Sabinson's job also involves bringing in outsiders who review the work of drama professors.

The negatives

Professors said there are many negatives to serving as a department chair.

"It is most joyless when I have to tell a particular colleague that his promotion isn't going to work out or he's not going to receive a recommendation," Penner said.

The large amount of communication required by the position is annoying, Sabinson said.

"There are too many paper and e-mail massages sent, and it often seems like a waste of trees, electricity and time," she said.

Being a department chair also involves a huge time commitment.

"You need to be here around the clock when you're the chair," History Department Chair Gene Garthwaite said. "You just don't have time for anything else."

The positives

Professors did say that the position of department chair does have certain advantages -- like fewer classes and more money.

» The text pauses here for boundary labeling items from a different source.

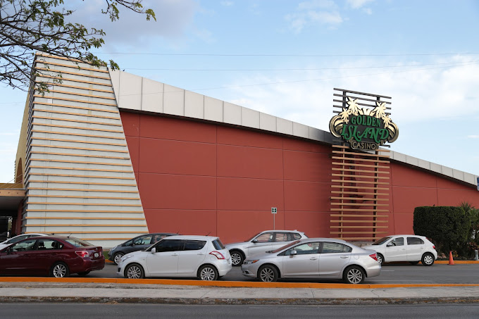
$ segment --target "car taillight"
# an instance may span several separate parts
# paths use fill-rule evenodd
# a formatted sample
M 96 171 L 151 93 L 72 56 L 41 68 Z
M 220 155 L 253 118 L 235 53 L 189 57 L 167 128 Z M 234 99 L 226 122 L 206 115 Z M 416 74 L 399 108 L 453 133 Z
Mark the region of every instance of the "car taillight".
M 88 251 L 85 251 L 84 250 L 77 251 L 75 252 L 75 254 L 82 258 L 89 257 L 89 254 L 88 254 Z
M 219 251 L 211 251 L 209 254 L 216 256 L 218 259 L 225 259 L 225 256 Z

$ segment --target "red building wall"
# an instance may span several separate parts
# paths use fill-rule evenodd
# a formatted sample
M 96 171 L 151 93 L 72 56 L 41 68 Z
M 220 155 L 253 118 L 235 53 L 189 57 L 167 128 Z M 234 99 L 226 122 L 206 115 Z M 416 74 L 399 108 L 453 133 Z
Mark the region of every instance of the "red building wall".
M 331 147 L 206 123 L 120 112 L 150 232 L 242 241 L 273 229 L 329 237 Z M 391 164 L 390 234 L 412 233 L 413 208 L 479 206 L 479 192 Z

To compensate for increased time constraints, chairs teach one class fewer than their colleagues.

"It just wouldn't be fair to the students for the department chairs to be teaching more," Garthwaite said.

Another benefit of serving as department chair is a salary increase.

"When a professor becomes a department chair, they are put in a quasi-administrative position, which requires 11 months of duty, instead of the nine months that faculty members put in," Penner said. "The chair is given one-ninth of his or her salary as compensation for that extra time."

Sabinson said it is unfair that chairs from different departments receive different salaries.

"We're all making basically the same time commitment, but we don't get the same compensation," she said.

Other professor said the position of department chair has more to offer than fewer classes and an increased salary.

"I've been able to meet a broader range of students as department chair," Garthwaite said, "and it's been a real pleasure."

"There's a certain pleasure in seeing the class schedules working smoothly and in writing letters of recommendation for your colleagues' promotions and grants," Penner said.